An operator-based proof of Heisenberg’s uncertainty principle: σₓ² σₖ² ≥ 1/4

It’s all so uncertain…

The Heisenberg uncertainty principle is a mathematical idea that is ubiquitous in both quantum physics and signal processing theory, and by extension nearly all of the natural world. It has a fascinating interpretation in quantum physics that pertains to the inability to simultaneously and precisely measure physical quantities of a single particle that are Fourier-conjugate in nature, the textbook examples of which are position and momentum. It also underlies the entire field of wavelet analysis, which unsurprisingly owes most of its existence to theoretical advances in quantum mechanics due to (among many others) Heisenberg, Weyl and Schrödinger. In this post, I demonstrate yet another use of the similarity relations between the position and derivative operators ($\hat{X}$ and $\hat{D}_X$) that I described in an earlier post, to derive a proof of the uncertainty principle (that has specifically been attributed to Hermann Weyl).

Preliminaries

As a recap of the preliminaries of the previous post, the functions of interest (continuous ‘signals’ in signal processing, or wave functions in quantum mechanics) reside in the Hilbert space of square-integrable functions: $\mathcal{H} = \left\{f:\mathbb{R} \rightarrow\mathbb{C}\left|\int_\mathbb{R} dx\left|f(x)\right|^2 < \infty\right.\right\}$. The position and derivative operators are defined by: $\hat{X}(x, x^\prime)f(x^\prime) = xf(x)$ and $\hat{D}_X(x, x^\prime)f(x^\prime) = \left.\frac{df}{dx^\prime}\right|_{x^\prime = x}$. The extension to higher dimensions is straightforward.
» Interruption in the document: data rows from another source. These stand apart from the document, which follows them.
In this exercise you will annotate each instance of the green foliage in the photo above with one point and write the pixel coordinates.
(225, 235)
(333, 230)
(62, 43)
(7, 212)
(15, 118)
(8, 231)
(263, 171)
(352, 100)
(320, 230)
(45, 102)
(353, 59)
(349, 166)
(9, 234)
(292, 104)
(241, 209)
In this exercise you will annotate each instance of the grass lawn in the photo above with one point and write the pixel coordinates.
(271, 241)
It’s worth noting in addition that while the linear operator $\hat{X}$ is self-adjoint or Hermitian (i.e., corresponds to a physical measureable in quantum mechanics), $\hat{D}_X$ is not. This can be seen in two equivalent ways:

1) For any $f \in \mathcal{H}$, by writing out the integrals $f^\dagger \left(\hat{D}_X f\right)$ and $\left(\hat{D}_X f\right)^\dagger f = f^\dagger \hat{D}_X^\dagger f$ in long form to show that $\hat{D}_X^\dagger = -\hat{D}_X \neq \hat{D}_X$, and …

2) recognizing that $e^{\iota kx}$ is an eigenfunction of $\hat{D}_X$ with an imaginary eigenvalue $\iota k$, which means that $\hat{D}_X$ cannot correspond to a physical measureable quantity, which are real numbers.
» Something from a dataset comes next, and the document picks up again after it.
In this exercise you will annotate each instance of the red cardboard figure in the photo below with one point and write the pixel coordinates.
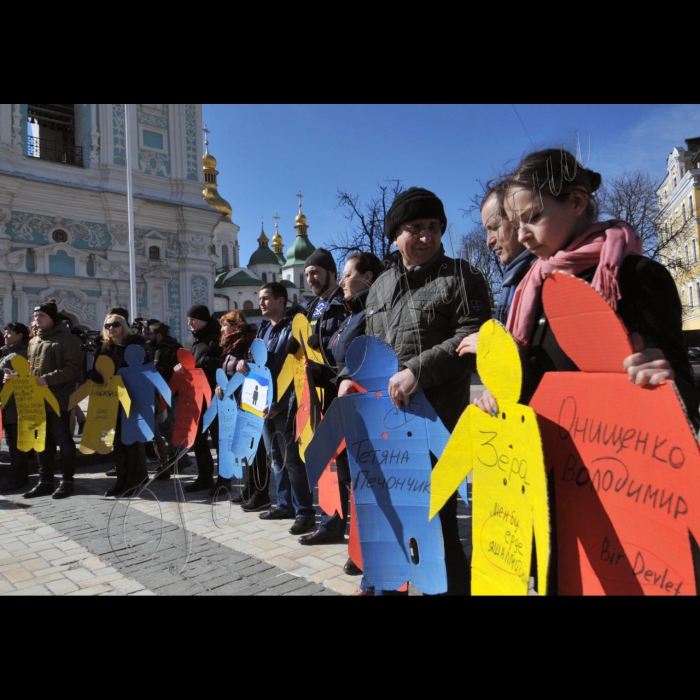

Having established this, the similarity relations that I derived in the earlier post are: \(\begin{align} \hat{D}_X &= -\iota \mathcal{F} \hat{X} \mathcal{F}^{-1} \label{eq.rel1} \\ \hat{D}_X &= \iota \mathcal{F}^{-1} \hat{X} \mathcal{F} \label{eq.rel2} \end{align}\)

where $\mathcal{F}$ is the Fourier transform operator defined by: $\mathcal{F}(x, x^\prime) f(x^\prime) = \left(2\pi\right)^{-1/2}\int_\mathbb{R} dx e^{-\iota x x^\prime} f(x^\prime)$.

In addition, $\hat{X}$ and $\hat{D}_X$ satisfy the commutation relation: $\left[\hat{X}, \hat{D}_X\right] = \hat{X}\hat{D}_X - \hat{D}_X\hat{X} = -\mathbb{1}$ when acting upon any $f \in \mathcal{H}$. The equivalent assertion in quantum mechanics involving position $\hat{X}$ and momentum $\hat{P}_X \equiv -\iota \hbar\hat{D}_X$ is the familiar: $\left[\hat{X}, \hat{P}_X\right] = \iota \hbar \mathbb{1}$. The essence of the Heisenberg uncertainty principle lies in the fact that because the two operations $\hat{X}$ and $\hat{D}_X$ do not commute, it is impossible to find a common ‘basis’ of eigenfunctions in $\mathcal{H}$ in which they can be simultaneously expressed. In quantum mechanics, this means that making a position measurement (i.e., collapsing the wave function into the eigenbasis of the position operator) necessarily causes the loss of some momentum information, and vice versa. The Heisenberg uncertainty principle tells us the absolute best that can be done in terms of trying to measure both simultaneously and precisely. The signal processing interpretation says that the heavy localization of a signal in one domain (say, $x$) necessarily means its delocalization when expressed in the conjugate domain ($k$), and gives us the exact amount of optimal simultaneous localization that is mathematically possible. In fact, wavelet theory exploits this idea to tailor basis functions for different applications that are preferentially sensitive to local variations in $x$ or $k$.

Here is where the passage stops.